Simple Security Starting Point

Center for Internet Security Critical Security Controls

The Center for Internet Security (CIS) Critical Security Controls are a set of guidelines and best practices for organizations to follow in order to improve their cybersecurity posture. The controls are broken down into 18 different categories, each with a specific focus on a different aspect of security.

The CIS controls were first developed in 2008 and have since become a widely adopted standard for cybersecurity. They are regularly updated and revised to ensure that they remain relevant and effective in the face of new threats.

The controls are designed to help organizations prioritize their security efforts, focusing on the most critical areas first. By implementing the controls, organizations can reduce their risk of a successful cyber attack and improve their overall security posture.

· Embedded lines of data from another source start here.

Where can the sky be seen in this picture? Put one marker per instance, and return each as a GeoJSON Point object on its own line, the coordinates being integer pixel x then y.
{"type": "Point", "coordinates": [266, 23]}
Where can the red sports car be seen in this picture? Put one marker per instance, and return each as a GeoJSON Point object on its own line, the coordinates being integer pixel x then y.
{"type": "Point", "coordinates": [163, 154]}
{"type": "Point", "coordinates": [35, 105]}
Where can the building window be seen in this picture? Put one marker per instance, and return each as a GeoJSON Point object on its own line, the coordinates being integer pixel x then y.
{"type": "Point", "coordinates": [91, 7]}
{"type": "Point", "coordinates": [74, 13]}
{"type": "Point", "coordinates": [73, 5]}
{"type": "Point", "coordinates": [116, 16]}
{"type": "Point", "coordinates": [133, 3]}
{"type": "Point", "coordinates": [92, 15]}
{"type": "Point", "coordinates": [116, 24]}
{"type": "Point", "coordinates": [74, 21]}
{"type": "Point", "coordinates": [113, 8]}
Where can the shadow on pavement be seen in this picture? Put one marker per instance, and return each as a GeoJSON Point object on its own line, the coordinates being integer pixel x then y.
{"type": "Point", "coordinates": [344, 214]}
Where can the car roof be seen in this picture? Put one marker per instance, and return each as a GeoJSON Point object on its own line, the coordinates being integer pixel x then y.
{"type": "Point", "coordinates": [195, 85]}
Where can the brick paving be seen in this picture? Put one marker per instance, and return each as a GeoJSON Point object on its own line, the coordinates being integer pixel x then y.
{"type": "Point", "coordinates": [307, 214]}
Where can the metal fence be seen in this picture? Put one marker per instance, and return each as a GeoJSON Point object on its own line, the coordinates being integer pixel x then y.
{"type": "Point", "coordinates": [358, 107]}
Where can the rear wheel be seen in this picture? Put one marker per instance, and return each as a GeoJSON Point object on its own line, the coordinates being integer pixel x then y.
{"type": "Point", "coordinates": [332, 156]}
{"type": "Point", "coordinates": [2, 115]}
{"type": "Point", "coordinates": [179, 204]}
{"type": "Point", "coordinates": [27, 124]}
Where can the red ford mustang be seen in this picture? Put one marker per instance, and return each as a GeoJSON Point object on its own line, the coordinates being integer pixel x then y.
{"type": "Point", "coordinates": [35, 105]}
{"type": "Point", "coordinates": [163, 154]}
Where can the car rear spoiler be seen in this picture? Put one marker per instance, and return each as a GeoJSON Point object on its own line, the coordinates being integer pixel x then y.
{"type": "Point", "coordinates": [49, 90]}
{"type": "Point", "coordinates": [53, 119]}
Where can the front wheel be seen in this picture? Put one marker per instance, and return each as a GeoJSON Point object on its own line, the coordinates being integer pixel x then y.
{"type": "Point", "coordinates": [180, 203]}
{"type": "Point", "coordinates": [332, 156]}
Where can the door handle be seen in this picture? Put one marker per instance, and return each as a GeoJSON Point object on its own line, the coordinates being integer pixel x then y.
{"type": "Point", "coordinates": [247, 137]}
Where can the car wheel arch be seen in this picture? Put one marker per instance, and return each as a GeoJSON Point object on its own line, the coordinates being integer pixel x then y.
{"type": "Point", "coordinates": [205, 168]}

The 18 CIS controls are broken down into three categories:

Basic CIS Controls

The first six controls are the Basic CIS Controls. These are the most critical controls that should be implemented by all organizations. They include:

1. Inventory and Control of Hardware Assets

2. Inventory and Control of Software Assets

3. Data Protection

4. Secure Configuration for Hardware and Software on Mobile Devices, Laptops, Workstations, and Servers

5. Account Management

6. Access Control Management

Foundational CIS Controls

The Foundational CIS Controls build upon the Basic Controls and provide additional security measures. These include:

1. Continuous Vulnerability Management

2. Audit Log Management

3. Email and Web Browser Protections

4. Malware Defenses

5. Data Recovery

6. Network Infrastructure Management

Organizational CIS Controls

The final set of controls are the Organizational CIS Controls. These focus on the people and processes within an organization, rather than the technology. They include:

1. Network Monitoring and Defense

2. Security Awareness and Skills Training

3. Service Provider Management

4. Application Software Security

5. Incident Response Management

6. Penetration Testing

In conclusion, the Center for Internet Security Critical Security Controls provide a comprehensive framework for organizations to follow in order to improve their cybersecurity posture. By implementing these controls, organizations can reduce their risk of a successful cyber attack and protect their valuable assets.